I know there are different ways to count number of elements in a text or list. But I am trying to understand why this one does not work. I am trying to write an equivalent code to
A_RDD=sc.parallelize(['a', 1.2, []])
acc = sc.accumulator(0)
acc.value
A_RDD.foreach(lambda _: acc.add(1))
acc.value
Where the result is 3. To do so I defined the following function called my_count(_), but I don't know how to get the result. A_RDD.foreach(my_count) does not do anything. I didn't receive any error either. What did I do wrong?

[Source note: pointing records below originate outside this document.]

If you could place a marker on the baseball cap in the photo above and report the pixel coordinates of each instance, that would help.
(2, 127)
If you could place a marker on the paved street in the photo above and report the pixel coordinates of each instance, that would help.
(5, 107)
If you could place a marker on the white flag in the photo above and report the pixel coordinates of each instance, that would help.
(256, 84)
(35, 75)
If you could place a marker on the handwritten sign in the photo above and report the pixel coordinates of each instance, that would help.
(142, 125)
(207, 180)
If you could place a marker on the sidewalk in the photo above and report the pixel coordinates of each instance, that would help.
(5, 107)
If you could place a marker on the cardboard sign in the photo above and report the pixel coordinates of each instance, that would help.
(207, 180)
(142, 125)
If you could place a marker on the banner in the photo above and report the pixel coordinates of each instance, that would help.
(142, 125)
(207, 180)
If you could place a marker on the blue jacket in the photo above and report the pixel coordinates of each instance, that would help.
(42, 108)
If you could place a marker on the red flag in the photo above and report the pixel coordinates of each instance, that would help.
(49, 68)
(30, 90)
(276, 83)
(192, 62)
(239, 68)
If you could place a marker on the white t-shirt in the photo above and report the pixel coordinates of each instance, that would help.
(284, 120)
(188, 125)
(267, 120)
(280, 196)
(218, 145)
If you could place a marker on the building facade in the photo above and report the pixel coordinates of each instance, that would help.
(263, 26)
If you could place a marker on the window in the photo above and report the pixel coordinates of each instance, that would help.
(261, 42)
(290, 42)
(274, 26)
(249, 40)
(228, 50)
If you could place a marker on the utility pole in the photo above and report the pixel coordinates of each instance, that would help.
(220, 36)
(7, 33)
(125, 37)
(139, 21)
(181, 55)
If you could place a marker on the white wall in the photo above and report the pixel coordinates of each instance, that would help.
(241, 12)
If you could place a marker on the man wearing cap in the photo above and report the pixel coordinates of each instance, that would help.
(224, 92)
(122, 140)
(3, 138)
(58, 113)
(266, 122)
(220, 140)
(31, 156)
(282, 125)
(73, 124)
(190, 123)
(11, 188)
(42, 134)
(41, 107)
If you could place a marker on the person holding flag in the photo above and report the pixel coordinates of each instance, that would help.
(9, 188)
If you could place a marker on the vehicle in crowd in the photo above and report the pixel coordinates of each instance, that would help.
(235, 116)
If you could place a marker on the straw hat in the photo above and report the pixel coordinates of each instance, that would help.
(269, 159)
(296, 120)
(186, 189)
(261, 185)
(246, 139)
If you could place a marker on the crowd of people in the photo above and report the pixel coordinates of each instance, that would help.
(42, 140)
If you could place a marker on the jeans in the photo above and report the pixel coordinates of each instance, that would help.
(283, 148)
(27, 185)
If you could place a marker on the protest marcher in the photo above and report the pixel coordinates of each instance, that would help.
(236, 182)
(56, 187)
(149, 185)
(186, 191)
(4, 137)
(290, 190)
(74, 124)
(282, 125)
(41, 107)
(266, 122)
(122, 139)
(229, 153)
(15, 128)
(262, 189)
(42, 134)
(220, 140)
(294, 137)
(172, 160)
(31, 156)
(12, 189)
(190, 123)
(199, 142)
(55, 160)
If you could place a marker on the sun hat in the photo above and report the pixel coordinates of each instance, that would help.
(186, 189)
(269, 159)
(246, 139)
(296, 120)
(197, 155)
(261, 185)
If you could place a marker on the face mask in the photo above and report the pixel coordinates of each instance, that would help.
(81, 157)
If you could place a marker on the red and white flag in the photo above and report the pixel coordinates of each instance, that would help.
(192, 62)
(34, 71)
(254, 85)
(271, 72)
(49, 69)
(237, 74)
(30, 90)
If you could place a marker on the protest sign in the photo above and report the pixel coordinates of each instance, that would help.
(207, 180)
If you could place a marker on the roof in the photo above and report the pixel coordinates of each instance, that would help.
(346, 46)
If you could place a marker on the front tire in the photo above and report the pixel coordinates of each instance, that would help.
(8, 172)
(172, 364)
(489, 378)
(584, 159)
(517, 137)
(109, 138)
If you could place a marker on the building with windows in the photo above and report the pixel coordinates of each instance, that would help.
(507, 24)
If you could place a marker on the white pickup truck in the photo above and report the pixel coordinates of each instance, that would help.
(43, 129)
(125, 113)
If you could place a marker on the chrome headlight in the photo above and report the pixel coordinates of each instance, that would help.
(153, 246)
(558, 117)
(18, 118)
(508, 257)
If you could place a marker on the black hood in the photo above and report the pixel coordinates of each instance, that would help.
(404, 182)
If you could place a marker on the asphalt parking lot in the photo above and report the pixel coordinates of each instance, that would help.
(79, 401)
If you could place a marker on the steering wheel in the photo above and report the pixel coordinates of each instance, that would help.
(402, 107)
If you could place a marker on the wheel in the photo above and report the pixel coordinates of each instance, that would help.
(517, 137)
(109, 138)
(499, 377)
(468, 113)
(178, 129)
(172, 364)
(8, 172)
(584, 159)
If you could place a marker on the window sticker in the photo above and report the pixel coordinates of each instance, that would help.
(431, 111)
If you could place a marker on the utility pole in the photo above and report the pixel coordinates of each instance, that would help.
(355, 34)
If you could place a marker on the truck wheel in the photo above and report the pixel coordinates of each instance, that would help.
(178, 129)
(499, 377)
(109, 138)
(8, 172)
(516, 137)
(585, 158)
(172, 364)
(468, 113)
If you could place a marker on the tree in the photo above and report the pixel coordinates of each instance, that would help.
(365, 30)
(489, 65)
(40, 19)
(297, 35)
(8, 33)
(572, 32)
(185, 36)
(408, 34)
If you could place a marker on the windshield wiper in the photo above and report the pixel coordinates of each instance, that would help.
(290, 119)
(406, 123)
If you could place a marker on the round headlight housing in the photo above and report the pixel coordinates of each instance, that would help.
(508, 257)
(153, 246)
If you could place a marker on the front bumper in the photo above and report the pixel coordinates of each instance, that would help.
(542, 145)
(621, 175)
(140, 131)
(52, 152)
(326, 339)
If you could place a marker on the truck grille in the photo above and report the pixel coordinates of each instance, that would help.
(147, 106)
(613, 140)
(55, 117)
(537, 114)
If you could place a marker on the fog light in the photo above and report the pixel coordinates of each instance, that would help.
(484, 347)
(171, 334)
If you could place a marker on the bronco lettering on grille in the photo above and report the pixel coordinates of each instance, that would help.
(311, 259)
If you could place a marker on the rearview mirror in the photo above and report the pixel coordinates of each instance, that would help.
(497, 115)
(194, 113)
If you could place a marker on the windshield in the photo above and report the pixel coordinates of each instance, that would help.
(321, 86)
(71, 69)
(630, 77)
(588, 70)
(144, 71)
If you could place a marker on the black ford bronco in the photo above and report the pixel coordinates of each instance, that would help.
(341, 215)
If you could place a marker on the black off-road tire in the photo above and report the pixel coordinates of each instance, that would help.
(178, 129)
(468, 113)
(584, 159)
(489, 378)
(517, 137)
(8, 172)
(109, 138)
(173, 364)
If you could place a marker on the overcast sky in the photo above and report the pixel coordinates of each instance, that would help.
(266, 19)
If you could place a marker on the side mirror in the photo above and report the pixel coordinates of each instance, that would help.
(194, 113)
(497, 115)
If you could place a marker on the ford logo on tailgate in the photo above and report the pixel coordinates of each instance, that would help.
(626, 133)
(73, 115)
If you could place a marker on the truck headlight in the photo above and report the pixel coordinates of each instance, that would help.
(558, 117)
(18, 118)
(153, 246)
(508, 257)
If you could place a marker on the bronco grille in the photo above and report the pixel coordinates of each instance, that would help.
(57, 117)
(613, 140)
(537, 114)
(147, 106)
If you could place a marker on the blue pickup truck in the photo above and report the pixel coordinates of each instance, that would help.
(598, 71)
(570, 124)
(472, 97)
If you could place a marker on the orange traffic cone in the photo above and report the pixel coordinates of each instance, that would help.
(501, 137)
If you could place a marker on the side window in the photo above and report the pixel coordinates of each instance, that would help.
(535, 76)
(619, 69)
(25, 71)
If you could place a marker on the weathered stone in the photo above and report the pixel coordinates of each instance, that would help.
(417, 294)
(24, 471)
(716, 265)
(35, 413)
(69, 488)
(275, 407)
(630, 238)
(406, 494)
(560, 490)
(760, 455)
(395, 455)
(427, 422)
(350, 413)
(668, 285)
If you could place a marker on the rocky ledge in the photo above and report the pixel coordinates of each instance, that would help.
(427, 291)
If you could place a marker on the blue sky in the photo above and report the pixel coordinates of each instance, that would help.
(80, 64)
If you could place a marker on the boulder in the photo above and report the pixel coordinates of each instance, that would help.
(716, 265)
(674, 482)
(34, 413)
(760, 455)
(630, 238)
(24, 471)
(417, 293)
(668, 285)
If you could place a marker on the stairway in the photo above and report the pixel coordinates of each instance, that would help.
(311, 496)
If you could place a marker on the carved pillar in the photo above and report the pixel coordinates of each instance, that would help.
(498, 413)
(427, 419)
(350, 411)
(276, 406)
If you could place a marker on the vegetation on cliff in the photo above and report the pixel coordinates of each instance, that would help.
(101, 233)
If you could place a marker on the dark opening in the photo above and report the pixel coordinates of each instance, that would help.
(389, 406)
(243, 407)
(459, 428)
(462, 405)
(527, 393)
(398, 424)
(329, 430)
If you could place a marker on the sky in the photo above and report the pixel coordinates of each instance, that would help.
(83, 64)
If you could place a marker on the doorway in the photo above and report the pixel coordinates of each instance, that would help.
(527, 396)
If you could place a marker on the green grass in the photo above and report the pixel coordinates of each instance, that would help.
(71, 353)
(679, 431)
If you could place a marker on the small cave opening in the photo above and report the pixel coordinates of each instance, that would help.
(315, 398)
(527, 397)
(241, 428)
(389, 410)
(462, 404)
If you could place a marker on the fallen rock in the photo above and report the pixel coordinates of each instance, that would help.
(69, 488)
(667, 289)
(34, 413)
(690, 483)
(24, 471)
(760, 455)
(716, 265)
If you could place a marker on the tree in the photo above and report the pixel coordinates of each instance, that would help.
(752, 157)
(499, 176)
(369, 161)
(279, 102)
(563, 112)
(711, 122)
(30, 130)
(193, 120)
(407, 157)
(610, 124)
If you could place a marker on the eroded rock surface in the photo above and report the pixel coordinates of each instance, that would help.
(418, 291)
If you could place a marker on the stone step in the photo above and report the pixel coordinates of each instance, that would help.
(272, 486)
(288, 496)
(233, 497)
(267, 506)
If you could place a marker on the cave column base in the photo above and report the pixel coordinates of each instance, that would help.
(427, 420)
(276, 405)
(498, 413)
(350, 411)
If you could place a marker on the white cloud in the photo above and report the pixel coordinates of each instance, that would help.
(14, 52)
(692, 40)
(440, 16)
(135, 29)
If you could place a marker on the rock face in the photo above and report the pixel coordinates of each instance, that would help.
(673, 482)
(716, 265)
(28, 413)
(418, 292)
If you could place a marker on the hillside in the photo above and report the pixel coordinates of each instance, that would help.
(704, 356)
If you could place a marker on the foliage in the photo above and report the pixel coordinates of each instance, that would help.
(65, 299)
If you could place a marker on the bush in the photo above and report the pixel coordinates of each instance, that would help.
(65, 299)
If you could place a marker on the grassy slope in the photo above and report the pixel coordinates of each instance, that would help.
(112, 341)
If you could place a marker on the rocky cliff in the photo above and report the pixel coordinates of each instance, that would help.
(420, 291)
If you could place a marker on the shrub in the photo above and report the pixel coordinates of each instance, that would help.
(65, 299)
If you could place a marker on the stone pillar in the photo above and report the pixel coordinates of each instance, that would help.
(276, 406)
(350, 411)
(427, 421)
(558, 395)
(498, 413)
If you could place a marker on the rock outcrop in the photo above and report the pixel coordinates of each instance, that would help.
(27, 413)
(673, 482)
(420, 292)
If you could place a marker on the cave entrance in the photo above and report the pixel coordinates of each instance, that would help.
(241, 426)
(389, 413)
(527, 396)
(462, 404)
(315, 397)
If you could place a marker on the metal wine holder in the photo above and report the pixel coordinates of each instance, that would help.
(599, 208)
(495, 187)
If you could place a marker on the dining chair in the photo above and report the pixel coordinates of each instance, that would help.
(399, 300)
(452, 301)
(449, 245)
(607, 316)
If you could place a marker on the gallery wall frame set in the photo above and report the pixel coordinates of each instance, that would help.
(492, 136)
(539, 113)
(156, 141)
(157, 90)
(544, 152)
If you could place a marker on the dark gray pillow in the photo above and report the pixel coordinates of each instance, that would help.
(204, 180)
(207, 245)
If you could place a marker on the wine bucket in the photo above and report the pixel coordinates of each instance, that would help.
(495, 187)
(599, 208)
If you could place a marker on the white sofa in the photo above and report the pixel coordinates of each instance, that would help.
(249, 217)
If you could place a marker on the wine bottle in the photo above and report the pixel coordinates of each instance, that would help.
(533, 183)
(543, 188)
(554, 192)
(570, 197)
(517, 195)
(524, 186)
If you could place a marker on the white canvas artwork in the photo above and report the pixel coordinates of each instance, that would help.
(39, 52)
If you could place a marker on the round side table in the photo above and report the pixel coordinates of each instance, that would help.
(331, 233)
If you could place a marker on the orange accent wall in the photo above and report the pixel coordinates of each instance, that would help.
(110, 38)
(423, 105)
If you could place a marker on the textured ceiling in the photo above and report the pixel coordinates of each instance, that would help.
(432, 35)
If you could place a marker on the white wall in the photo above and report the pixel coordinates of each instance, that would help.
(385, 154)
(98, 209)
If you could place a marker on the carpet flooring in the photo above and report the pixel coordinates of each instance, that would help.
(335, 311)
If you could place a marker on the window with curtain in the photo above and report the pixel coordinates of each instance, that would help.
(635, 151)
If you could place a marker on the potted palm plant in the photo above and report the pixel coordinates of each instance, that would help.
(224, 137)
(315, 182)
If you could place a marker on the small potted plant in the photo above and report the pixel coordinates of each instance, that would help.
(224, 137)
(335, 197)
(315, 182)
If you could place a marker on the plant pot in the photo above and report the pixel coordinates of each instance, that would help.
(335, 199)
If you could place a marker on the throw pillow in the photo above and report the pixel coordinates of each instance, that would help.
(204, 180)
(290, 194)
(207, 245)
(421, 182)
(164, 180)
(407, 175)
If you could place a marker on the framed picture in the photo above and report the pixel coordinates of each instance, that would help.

counter = 0 #function that counts elements
def my_count(_):
global counter
counter += 1
A_RDD.foreach(my_count)
The A_RDD.foreach(my_count)
operation doesnt run on your local Python Virtual machine. It runs in your remote executor node. So the drives ships your my_count
method to each of the executor nodes along with variable counter
since the method refers the variable. So each executor nodes gets its own definition of counter
variable which is updated by the foreach method while the counter
variable defined in your driver application is not incremented.
One easy but risky solution would be to collect the RDD on your driver and then compute the count like below. This is risky because the entire RDD content is downloaded to the memory of the driver which may cause MemoryError.
>>> len(A_RDD.collect())
3